Лежу вот так, и в умилении Господа благодарю. А от жены, между прочим, ни письма, ничего, ни гу-гу. Но и я, конечно, тоже не писал. Да и где, посудите сами? Всё время отступали, воевали, вшей в траншеях кормили — никакой возможности не было писать.
Ну-с, попросил я тут из госпиталя сестрицу и написали мы супруге письмо — так, мол, и так, благодарение Богу, всё благополучно окончил и собираюсь я скоро домой. Написали, отправили, жду, пожду — ответа нет. Нетерпение меня, дорогой вы мой, чисто так и ест. Написали ещё, потом телеграмму стукнули и тоже никакого результата. А из Одессы, между прочим, нехорошие вести идут — бунты там, непорядки и прочее. Ну, истомился я совсем, однако не подозреваю ничего — так себе, думаю, на почте какая-нибудь забастовка вышла. Дождался времени, вошёл окончательно в силу, отправили меня в Россию. Еду это на поезде — сам уж не знаю, радоваться, или горевать, но всё же никак не ожидаю того, что произошло.
Приехал утречком, так что спали ещё все, в Одессу, шасть бегом к себе, к своему дому. Вошёл во двор, аж бьёт меня всего.

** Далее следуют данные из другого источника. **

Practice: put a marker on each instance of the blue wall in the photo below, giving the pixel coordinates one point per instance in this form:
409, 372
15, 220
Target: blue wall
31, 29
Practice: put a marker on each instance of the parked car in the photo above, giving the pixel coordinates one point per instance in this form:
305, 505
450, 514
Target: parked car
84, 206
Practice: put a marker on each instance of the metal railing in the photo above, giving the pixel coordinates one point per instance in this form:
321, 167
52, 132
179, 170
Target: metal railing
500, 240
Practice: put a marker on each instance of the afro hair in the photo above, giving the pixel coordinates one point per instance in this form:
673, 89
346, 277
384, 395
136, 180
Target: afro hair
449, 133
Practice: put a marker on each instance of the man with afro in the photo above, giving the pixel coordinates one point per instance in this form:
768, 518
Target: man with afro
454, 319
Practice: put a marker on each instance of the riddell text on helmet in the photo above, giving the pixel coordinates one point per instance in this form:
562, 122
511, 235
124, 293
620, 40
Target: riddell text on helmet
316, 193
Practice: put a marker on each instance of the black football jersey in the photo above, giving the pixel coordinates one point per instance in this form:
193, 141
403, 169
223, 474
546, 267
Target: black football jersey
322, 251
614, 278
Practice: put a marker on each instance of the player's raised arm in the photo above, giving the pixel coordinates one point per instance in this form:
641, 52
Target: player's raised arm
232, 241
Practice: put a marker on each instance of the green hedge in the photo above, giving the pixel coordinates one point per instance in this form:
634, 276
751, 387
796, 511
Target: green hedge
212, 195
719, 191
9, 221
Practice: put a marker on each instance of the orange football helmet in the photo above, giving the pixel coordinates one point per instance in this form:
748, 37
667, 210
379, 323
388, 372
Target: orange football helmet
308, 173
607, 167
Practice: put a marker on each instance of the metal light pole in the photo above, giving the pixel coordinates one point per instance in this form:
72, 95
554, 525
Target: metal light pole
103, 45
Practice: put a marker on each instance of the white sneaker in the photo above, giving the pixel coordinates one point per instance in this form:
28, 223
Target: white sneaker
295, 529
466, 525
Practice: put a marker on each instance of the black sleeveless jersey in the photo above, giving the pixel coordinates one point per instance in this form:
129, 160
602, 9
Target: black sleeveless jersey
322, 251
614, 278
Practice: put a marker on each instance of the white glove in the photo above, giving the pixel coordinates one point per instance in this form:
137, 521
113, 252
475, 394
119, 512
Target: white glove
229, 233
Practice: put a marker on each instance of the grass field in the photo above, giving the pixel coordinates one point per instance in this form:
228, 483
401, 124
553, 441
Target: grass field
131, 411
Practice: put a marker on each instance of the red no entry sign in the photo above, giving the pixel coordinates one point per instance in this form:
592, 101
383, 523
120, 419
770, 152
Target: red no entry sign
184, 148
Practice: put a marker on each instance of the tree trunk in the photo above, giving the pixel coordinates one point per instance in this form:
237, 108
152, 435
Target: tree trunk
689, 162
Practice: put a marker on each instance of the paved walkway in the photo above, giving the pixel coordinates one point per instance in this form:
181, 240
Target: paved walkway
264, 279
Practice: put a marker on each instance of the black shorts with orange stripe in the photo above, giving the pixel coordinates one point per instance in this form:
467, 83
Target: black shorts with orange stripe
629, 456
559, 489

Спрашиваю дворника:
— Живёт, мол, здесь такая? — А дворник, между прочим, новый и меня не знает.
Вижу, мнётся. Нет, говорит, выехала и неизвестно куда. А лавочка тут как тут, только, конечно, заперта.
Как, говорю, так, неизвестно, куда? Ах, ты, говорю, холуй! Чего ты врёшь и раненого солдата, пролившего за отечество кровь, бессовестно обманываешь? Давай, говорю, сюда домовую книгу!